月の絆~最初で最後の運命のあなた~


「何してやがる!」


 人間の声なのか、獣の唸り声なのかわからない突然の声に、あたしの意識ははっきりとした。


 声の主は、狼呀だった。


 吸血鬼であるレンを軽々と引き剥がし壁に叩きつけると、まるで荷物のようにあたしを肩に担いで歩き出す。


「ちょっと! 下ろしなさいよ。下ろせったら!」


 両手で拳を作って背中を叩いても、膝で胸を蹴っても、気にした素振りもなく歩いている。

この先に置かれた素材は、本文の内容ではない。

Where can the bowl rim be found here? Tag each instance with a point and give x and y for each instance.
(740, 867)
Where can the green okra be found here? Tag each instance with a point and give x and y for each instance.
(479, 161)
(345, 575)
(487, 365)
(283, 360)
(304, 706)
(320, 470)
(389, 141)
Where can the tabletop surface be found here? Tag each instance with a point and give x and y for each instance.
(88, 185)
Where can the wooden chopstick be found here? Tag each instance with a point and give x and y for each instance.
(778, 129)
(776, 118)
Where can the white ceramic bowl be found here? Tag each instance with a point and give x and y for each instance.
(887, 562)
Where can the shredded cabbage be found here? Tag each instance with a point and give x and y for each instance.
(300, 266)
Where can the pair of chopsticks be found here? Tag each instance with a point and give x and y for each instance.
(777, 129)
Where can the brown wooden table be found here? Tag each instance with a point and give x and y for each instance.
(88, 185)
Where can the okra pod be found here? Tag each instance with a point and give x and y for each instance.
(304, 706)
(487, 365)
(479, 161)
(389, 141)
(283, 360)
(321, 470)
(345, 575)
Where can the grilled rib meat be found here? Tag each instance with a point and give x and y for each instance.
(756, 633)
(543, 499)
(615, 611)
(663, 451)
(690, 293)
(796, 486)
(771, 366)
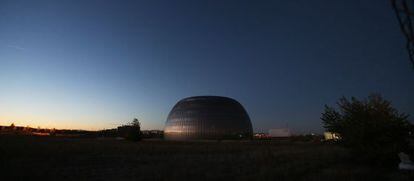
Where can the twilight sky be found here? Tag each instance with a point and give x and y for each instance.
(98, 64)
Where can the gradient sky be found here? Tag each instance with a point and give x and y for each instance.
(98, 64)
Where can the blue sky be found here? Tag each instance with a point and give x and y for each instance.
(98, 64)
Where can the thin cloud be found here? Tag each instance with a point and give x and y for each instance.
(16, 47)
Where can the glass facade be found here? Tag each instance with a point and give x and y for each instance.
(208, 117)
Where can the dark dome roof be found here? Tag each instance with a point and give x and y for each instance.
(207, 117)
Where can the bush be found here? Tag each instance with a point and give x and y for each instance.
(371, 127)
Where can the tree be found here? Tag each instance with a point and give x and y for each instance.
(368, 126)
(132, 131)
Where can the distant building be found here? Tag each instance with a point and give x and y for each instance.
(208, 117)
(280, 132)
(331, 136)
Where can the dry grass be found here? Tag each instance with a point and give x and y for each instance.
(109, 159)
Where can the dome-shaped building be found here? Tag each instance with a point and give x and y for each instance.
(208, 117)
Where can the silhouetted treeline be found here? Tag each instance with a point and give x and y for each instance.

 あたしの体重は軽いとは言えないし、力だって弱くない。


 誰がどう見たって嫌がっているっていうのに、廊下ですれ違う人々は驚いて道を開けていく。
 

 ――少しは不信に思って止めなさいよ!!


 誰も止めようとしない事に腹を立てていると、聞き覚えのある声が聞こえてきた。


「狼呀! ちょっと、何してんのよ。待ちなさいったら」


 立ち塞がったのは、数十分前に狼呀を心配していた女だ。


 ヴィヴィアンとは、また違ったセクシーボディの持ち主。


 あたしの中では、そう登録されている。